Closed spth closed 4 years ago
Cold-boot only will be agonizingly slow and can only address the lower 64K of memory. Every byte of the cold loader actually requires three bytes (16-bit address and 8-bit data byte) over the serial port, so at 2400bps you'll only get 80bytes/second of throughput. In addition, the written program will just be in RAM.
You could write a new pilot program with necessary code to receive the full firmware image and write it out to flash (or RAM). I believe the cold loader and pilot source describe the method used. You could also check Dynamic C 10 documentation as it may be more thorough (and describe a bootstrapping method that would apply to writing a boot strap process for Rabbit 2000/3000 products from scratch).
It might be possible to copy C code from the Open Source Dynamic C libraries and BIOS to create a .C program that you can compile from SDCC to create a fully-free pilot.c.

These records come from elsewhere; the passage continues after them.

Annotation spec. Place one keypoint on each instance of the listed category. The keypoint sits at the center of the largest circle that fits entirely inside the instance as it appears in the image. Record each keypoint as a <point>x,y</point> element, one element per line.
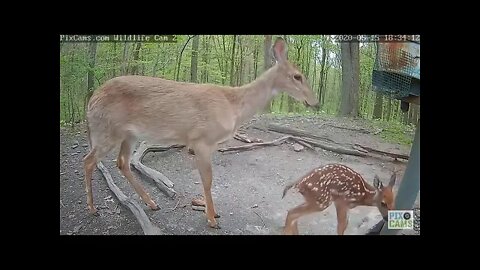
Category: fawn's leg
<point>89,163</point>
<point>291,225</point>
<point>342,219</point>
<point>123,163</point>
<point>203,161</point>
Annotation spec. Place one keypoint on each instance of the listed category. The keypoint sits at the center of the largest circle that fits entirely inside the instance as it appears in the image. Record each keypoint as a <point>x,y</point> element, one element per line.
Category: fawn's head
<point>289,79</point>
<point>384,198</point>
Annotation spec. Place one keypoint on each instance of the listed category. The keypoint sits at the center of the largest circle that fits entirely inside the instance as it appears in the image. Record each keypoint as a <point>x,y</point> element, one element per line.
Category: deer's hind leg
<point>123,163</point>
<point>291,222</point>
<point>90,161</point>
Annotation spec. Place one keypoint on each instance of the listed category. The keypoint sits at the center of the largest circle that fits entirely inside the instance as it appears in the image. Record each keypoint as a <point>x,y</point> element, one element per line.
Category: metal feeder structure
<point>396,74</point>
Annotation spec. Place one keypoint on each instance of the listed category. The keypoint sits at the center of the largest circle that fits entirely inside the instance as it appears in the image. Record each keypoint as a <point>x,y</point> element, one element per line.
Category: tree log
<point>147,226</point>
<point>361,130</point>
<point>297,132</point>
<point>255,145</point>
<point>393,155</point>
<point>163,183</point>
<point>244,138</point>
<point>336,149</point>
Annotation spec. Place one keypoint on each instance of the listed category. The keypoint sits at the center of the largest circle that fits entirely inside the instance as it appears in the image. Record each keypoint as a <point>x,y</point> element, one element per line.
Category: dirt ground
<point>247,186</point>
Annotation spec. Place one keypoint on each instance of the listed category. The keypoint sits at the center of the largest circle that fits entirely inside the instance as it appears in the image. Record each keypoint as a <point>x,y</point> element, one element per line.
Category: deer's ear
<point>392,180</point>
<point>280,49</point>
<point>377,183</point>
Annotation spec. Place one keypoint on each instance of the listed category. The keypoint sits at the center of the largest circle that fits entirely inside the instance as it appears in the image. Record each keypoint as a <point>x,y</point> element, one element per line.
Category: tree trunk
<point>205,60</point>
<point>377,109</point>
<point>267,62</point>
<point>124,59</point>
<point>194,62</point>
<point>180,57</point>
<point>267,56</point>
<point>255,60</point>
<point>389,109</point>
<point>136,54</point>
<point>154,72</point>
<point>92,51</point>
<point>350,79</point>
<point>114,69</point>
<point>232,63</point>
<point>322,77</point>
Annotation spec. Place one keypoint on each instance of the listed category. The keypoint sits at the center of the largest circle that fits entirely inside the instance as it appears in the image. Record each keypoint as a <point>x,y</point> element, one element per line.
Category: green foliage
<point>394,131</point>
<point>214,62</point>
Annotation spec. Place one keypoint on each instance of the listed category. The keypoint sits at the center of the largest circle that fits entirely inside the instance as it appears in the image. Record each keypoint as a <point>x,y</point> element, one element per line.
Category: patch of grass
<point>394,132</point>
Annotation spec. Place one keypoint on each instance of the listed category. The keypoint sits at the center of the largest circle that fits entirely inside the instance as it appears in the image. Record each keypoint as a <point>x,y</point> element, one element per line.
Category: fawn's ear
<point>377,183</point>
<point>392,180</point>
<point>280,49</point>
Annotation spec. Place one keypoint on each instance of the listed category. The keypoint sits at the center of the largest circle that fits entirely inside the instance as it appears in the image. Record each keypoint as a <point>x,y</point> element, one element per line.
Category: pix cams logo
<point>400,219</point>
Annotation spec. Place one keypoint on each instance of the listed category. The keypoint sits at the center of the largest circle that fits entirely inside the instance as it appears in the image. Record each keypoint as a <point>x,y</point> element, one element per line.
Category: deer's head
<point>384,197</point>
<point>289,79</point>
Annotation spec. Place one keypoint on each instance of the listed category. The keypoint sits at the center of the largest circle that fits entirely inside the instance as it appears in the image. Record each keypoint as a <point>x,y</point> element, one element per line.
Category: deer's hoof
<point>214,225</point>
<point>93,211</point>
<point>154,207</point>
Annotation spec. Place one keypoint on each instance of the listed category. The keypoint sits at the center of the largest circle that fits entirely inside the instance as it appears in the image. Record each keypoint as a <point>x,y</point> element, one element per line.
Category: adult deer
<point>345,188</point>
<point>129,108</point>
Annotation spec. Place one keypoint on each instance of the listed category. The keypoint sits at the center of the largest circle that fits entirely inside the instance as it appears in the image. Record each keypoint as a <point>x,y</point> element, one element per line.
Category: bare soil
<point>247,186</point>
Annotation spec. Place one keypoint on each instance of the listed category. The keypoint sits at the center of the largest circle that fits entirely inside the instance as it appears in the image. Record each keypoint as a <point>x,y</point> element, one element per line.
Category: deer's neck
<point>254,97</point>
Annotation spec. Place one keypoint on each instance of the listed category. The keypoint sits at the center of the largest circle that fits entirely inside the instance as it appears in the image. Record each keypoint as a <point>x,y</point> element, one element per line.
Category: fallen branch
<point>163,183</point>
<point>147,226</point>
<point>393,155</point>
<point>255,145</point>
<point>336,149</point>
<point>297,132</point>
<point>361,130</point>
<point>244,138</point>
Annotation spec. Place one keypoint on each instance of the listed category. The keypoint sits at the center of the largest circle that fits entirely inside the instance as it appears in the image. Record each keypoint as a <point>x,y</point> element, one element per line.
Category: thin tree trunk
<point>180,57</point>
<point>350,79</point>
<point>136,54</point>
<point>232,63</point>
<point>92,51</point>
<point>194,62</point>
<point>377,108</point>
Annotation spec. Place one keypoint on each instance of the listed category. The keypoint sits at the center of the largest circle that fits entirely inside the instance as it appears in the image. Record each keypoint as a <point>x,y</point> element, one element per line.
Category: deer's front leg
<point>204,166</point>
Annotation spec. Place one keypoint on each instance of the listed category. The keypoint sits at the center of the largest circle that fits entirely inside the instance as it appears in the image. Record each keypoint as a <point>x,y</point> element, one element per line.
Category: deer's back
<point>330,181</point>
<point>159,109</point>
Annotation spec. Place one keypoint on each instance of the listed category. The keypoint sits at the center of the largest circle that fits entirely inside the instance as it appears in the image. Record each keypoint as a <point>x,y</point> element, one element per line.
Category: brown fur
<point>338,184</point>
<point>131,108</point>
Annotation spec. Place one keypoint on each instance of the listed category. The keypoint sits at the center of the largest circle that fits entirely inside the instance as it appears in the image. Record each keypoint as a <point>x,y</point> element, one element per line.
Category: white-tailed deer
<point>345,188</point>
<point>127,109</point>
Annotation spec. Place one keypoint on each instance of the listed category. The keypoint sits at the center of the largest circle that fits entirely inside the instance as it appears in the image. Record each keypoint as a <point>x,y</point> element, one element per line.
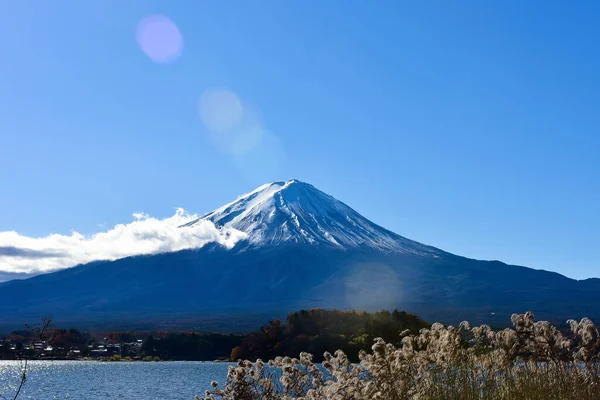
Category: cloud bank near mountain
<point>144,235</point>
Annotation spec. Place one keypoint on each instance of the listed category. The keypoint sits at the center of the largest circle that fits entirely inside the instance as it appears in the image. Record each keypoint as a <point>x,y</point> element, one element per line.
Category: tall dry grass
<point>532,360</point>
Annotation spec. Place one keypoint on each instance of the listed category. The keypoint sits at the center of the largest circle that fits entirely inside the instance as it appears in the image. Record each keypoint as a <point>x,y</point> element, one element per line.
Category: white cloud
<point>145,235</point>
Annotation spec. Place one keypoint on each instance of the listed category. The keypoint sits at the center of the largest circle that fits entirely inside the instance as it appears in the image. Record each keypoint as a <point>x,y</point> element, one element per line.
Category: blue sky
<point>470,126</point>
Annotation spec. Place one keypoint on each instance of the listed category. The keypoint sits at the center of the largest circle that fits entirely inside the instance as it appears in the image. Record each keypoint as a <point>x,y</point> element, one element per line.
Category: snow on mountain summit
<point>297,212</point>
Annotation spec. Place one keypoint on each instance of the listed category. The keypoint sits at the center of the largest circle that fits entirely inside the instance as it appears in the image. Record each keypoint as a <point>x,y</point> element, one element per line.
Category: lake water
<point>91,380</point>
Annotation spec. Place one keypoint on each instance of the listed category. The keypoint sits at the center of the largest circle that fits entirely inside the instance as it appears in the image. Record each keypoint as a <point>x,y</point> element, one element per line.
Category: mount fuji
<point>301,248</point>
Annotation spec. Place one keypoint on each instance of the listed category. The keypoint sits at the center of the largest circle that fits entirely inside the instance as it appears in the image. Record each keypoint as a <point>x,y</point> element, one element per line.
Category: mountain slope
<point>304,249</point>
<point>297,212</point>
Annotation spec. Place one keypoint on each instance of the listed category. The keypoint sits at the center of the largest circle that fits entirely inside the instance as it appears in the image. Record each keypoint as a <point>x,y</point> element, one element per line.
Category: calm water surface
<point>92,380</point>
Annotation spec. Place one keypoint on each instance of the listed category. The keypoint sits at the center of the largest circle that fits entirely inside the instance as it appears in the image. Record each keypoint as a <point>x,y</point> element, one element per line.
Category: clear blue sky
<point>471,125</point>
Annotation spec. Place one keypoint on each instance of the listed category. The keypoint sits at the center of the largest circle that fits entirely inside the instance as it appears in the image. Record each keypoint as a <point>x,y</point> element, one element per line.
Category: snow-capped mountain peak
<point>297,212</point>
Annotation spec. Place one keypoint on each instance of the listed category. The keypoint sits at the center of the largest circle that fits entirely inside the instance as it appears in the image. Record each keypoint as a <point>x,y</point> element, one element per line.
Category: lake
<point>92,380</point>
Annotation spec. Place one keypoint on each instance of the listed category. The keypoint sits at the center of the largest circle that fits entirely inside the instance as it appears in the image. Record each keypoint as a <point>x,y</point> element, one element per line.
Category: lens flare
<point>220,110</point>
<point>159,38</point>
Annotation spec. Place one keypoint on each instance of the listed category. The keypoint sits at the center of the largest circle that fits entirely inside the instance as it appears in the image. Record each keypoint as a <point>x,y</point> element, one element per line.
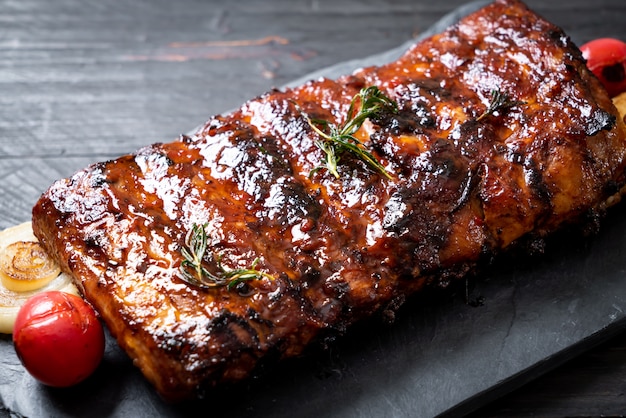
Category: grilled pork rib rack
<point>500,132</point>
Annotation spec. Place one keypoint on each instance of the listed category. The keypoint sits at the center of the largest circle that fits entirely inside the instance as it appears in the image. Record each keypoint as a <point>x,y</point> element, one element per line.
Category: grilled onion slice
<point>25,269</point>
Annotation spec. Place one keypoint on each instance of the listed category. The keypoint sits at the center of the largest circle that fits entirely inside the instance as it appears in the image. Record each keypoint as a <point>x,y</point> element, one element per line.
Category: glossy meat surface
<point>466,183</point>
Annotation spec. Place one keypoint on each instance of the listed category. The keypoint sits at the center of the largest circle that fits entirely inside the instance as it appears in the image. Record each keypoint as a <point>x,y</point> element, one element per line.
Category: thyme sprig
<point>193,271</point>
<point>335,140</point>
<point>499,102</point>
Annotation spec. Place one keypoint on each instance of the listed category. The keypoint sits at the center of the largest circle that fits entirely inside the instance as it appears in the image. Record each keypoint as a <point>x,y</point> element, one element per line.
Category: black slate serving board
<point>446,354</point>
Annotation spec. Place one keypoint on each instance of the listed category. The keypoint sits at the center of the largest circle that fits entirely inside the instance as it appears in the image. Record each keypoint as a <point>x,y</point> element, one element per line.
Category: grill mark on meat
<point>338,249</point>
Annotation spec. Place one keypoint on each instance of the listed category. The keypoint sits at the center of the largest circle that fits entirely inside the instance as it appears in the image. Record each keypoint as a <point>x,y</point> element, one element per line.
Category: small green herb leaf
<point>193,271</point>
<point>335,140</point>
<point>499,102</point>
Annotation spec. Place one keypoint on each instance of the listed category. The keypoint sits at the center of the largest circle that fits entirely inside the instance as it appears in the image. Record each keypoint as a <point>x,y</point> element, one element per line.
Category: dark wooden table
<point>82,81</point>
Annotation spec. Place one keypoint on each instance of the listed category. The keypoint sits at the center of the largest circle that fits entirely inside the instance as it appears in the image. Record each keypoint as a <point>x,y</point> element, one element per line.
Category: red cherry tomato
<point>58,338</point>
<point>606,58</point>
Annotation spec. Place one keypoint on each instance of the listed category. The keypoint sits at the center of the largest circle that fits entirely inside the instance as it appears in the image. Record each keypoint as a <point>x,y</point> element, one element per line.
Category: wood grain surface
<point>82,81</point>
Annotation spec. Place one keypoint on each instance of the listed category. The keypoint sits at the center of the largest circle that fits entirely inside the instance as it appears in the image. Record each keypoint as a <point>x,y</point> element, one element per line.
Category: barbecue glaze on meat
<point>463,186</point>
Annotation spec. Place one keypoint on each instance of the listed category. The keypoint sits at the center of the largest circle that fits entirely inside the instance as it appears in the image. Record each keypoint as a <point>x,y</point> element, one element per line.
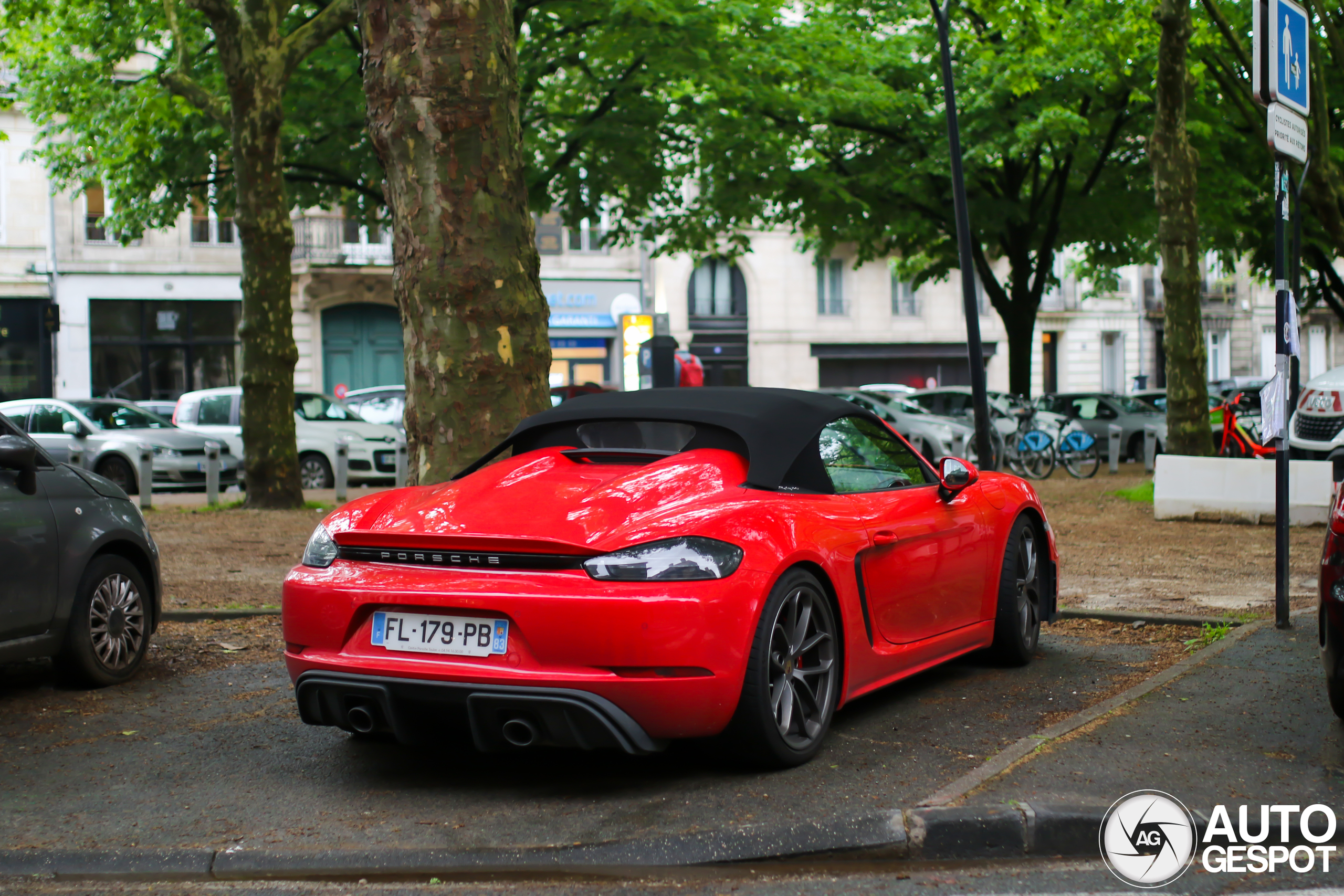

But, after looking at what the Pilot BIOS can do, I could see implementing a "Pilot-only" mode. You could read or write any location in memory in that mode, including reading the System ID Block. I'm curious about using it to download a copy of the installed firmware, something that should be possible on any device with just the Pilot BIOS.
Indeed cold-boot only would be very slow. And since we have free coldload.bin and pilot.bin there not that much motivation anyway (though we still can't compile pilot.bin using free tools, so maybe an initial loader only mode would make sense).
Currently, OpenRabbit does 1) Use cold-boot mode (slow - 2400 bps, load to RAM, lower 64 KB only) to load coldboot.bin (a binary blob from dynamic C that implements a medium-speed (57.6 bps or 19.2 bps) loader) 2) Use the medium-speed loader to load pilot.bin (a binary blob that implements a fast loader)
The main disadvantage of this process is the requirement for the two binary blobs (free MPL v2 source code is available, but they need the non-free Dynamic C compiler to compile) .
Exposing a cold-boot only functionality could allow to write a program onto the Rabbit without needing any binary blob.